Reject the Nuclear Option; Keep the Filibuster

By: Marc H. Morial
President and CEO
National Urban League

There is far more at stake in the bitter clash over judicial nominations in the United States Senate than the fate of a few judges. That clash has provoked the GOP threat of changing the Senate rules to bar the use of the 60-vote filibuster and make Senate approval of a nominee a matter of a straight majority vote.

That threat, however, has wrongly put at risk Senate traditions—and American political traditions—that are rooted in the fundamental principle of governmental checks and balances

Proponents of the so-called nuclear option have sought to cloak their claims with references to the historic civil rights struggles of the 1960s. But, as the president and CEO of the National Urban League, one of the nation's oldest and most respected civil rights organizations, I say to America: Don't believe the hype!

The filibuster, despite its checkered past, was and remains an important tool to protect the rights of the minority party, whether Democratic or Republican; and it's one of the rules which has made the Senate the greatest deliberative body in the world.
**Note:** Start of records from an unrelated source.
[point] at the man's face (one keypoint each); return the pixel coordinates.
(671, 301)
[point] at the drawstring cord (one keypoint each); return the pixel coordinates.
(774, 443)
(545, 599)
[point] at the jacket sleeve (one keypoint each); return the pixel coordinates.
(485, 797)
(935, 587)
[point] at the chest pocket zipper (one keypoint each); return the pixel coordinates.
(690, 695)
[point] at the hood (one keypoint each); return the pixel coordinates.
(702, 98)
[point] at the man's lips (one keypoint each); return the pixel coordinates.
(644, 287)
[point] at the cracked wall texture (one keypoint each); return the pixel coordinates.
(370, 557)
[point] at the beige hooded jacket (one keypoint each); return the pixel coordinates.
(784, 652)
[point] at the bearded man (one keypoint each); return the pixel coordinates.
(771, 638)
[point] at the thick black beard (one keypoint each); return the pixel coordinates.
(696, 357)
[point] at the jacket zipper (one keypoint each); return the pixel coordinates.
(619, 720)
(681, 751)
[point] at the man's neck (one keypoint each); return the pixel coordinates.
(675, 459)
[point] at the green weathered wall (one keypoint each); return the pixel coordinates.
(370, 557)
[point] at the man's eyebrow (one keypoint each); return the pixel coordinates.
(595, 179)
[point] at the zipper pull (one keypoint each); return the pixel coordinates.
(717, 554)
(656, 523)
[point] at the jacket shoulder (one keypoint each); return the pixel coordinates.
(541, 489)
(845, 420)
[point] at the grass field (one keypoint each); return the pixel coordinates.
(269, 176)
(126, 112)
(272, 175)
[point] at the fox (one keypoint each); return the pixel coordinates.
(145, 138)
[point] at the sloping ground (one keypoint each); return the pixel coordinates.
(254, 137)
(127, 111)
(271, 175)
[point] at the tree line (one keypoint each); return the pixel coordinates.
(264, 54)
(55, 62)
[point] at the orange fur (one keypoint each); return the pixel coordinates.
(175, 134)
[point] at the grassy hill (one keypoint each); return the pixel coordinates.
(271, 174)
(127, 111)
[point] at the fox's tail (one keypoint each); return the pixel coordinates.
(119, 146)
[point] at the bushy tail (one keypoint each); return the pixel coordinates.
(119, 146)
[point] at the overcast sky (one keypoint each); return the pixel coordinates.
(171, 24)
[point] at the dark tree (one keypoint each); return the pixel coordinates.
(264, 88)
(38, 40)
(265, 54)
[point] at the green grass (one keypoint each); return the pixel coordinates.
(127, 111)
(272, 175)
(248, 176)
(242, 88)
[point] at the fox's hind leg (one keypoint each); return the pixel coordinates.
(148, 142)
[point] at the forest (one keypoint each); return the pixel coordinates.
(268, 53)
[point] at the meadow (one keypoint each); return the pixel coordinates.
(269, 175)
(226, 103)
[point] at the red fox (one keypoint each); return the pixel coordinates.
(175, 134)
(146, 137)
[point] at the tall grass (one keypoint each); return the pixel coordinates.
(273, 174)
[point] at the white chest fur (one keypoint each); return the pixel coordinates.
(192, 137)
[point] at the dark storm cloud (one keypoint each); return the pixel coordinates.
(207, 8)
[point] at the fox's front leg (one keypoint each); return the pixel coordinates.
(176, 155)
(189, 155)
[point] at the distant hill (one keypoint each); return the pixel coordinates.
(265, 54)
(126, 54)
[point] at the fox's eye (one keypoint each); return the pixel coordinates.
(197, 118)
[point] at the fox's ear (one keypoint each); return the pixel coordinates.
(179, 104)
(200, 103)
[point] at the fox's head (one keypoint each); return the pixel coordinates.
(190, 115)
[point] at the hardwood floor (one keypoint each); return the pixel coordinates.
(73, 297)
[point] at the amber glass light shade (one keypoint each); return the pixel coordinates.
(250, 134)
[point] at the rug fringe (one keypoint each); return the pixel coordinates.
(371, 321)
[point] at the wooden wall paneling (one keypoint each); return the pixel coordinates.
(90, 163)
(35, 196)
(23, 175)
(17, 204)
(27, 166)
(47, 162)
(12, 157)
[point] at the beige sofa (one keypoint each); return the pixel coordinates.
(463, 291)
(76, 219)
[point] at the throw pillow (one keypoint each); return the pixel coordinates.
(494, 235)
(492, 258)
Yes, the filibuster was used in the past to temporarily thwart civil rights legislation—as in 1957 when Senator Strom Thurmond staged the longest filibuster in Senate history against a civil rights bill.

But that obstructionism was overcome by bipartisan pressure from voters outside the Congress and a bipartisan effort within it to ensure that all Americans should enjoy full rights of citizenship.

In those years, although the Senate's rules made achieving the goals of the civil rights movement tougher, civil rights advocates didn't propose throwing out the rules to get their way. They just worked harder with Senate giants like Everett Dirksen, the Illinois Republican, and Lyndon Johnson, the Texas Democrat, to win the old fashioned way: by earning it honestly.

How many of the Senators who now claim that the "nuclear option" is a blow for civil rights demanded an up-or-down vote on the 2004 Fairness Act, one of the most important pieces of civil rights legislation in years?

That legislation—which would have guaranteed equal access to publicly-funded services, protection for older workers, remedies for on-the-job discrimination, and equal pay for women in the workforce—languished and eventually died in the Senate, the victim of the leadership's failure to allow a vote. Yet now, some seek to discard a time-tested Senate tradition and principle of democracy in order to promote judges with a proven hostility toward civil rights.

One such judge is Terrence Boyle, of North Carolina. Not only has Judge Boyle demonstrated an antagonism toward civil rights and an unwillingness to follow the law (his rulings have been reversed more than 150 times), his own nomination was possible only because Senator Jesse Helms, of North Carolina, exercised his own personal filibuster to prevent the integration of the previously all-white U.S. Court of Appeals for the Fourth Circuit.

For years, Senator Helms single-handedly blocked several highly qualified nominees from North Carolina—including a woman and three African-Americans. Not one of these nominees ever got a vote from the Senate. As a result, the seat remained open for more than six years—long enough for Helms' hand-picked protégé to fill it.

Polls show a majority of the American people understand that a wrong is being proposed here.

A recent Washington Post/ABC News Poll found that the public opposes changing the Senate rules on the filibuster by a 2 to 1 margin. Those opposed included 8 of 10 who identified themselves as Democrats; 7 of 10 who identified themselves as Independents, and nearly half of those who identified themselves as Republicans.

In other words, the American people overwhelmingly understand that such long-standing Senate rules as the filibuster ensure that all voices, even those in the minority, are heard and respected; and that without them, the Senate merely becomes a rubber stamp. They realize that to eliminate a 200-year-old tradition that protects the rights of the minority in a deliberative body for short-term political game is being dangerously shortsighted. Such an attempt is especially rash, given that the Senate has approved more than 90 percent of the Administration's 200-plus nominees for the federal trial and appellate courts.

My hope is that Senate leaders will listen to the echoes of history and put aside the threat of the nuclear option so that Congress can get back to the issues America is most concerned about.

Secondly my hope is, as this debate continues, those invoking the great civil rights struggles of the last century will realize their arguments fly in the face of the courage shown by its leaders then. Those activists understood the value of tradition and what traditions were worth keeping, even when such traditions seemed momentarily to be obstacles.

Those leaders also had enough faith in their own cause to depend for its success upon the intelligence, decency and will of the American people.